Mosul's Takeover Increases Risks Of Civil War
BMI View: Risks of a return to civil war in Iraq increased significantly as radical Islamist group ISIS took over northern city of Mosul. The Iraqi army will have to engage in a protracted fight before it can retake the city, and ISIS will come out of its takeover of Mosul significantly more powerful as a result. The takeover will result in increasing risks to regional stability, and Iraqi Prime Minister's Nouri al-Maliki will likely lose much of its political clout as a result.

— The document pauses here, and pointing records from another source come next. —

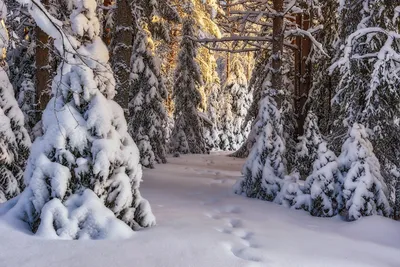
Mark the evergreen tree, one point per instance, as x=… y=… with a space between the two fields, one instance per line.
x=369 y=79
x=147 y=115
x=324 y=83
x=21 y=62
x=324 y=184
x=211 y=134
x=264 y=169
x=84 y=171
x=187 y=135
x=364 y=191
x=14 y=139
x=307 y=148
x=236 y=103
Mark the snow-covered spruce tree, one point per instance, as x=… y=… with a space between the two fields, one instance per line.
x=236 y=102
x=369 y=72
x=260 y=73
x=323 y=86
x=147 y=114
x=84 y=172
x=187 y=134
x=307 y=148
x=211 y=134
x=21 y=62
x=324 y=184
x=364 y=191
x=14 y=139
x=264 y=169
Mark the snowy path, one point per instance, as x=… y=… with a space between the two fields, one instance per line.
x=201 y=223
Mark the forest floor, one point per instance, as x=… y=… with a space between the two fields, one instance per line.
x=201 y=223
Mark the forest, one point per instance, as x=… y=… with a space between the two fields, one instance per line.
x=303 y=95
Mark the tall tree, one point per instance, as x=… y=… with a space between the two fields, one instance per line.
x=147 y=114
x=21 y=62
x=236 y=102
x=14 y=139
x=84 y=172
x=264 y=169
x=122 y=50
x=369 y=78
x=187 y=135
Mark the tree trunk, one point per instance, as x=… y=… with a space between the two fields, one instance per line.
x=303 y=72
x=277 y=50
x=107 y=31
x=42 y=67
x=122 y=51
x=397 y=200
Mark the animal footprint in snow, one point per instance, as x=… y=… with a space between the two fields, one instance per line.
x=243 y=234
x=235 y=223
x=213 y=216
x=218 y=181
x=224 y=230
x=242 y=252
x=245 y=254
x=230 y=209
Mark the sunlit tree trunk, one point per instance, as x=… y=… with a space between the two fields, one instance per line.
x=42 y=67
x=122 y=51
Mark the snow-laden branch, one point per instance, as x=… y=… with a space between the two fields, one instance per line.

Risks of a return to civil war in Iraq have increased significantly following the takeover by radical Islamist militants of the northern city of Mosul - the country's second largest urban centre - on June 10. Hundreds of armed men linked to the radical Jihadist organisation Islamic State of Iraq and the Levant (ISIS) seized local government's offices and police stations before taking control of the airport and the army's headquarters. Militants reportedly seized military hardware, including helicopters, and stormed the Badousha prison. Iraqi security forces suffered a dramatic collapse of morale, despite outnumbering ISIS fighters by more than 15-to-1.
The occupation of Mosul represents a threat to Iraq's fundamental stability. We have decreased Iraq's short-term political risk ratings from 36.9 to 35.2 out of 100, owing to a deterioration in the "policy-making process" and "security" subcomponents. Risks that the country will fall back into full blown civil war have increased significantly as a result.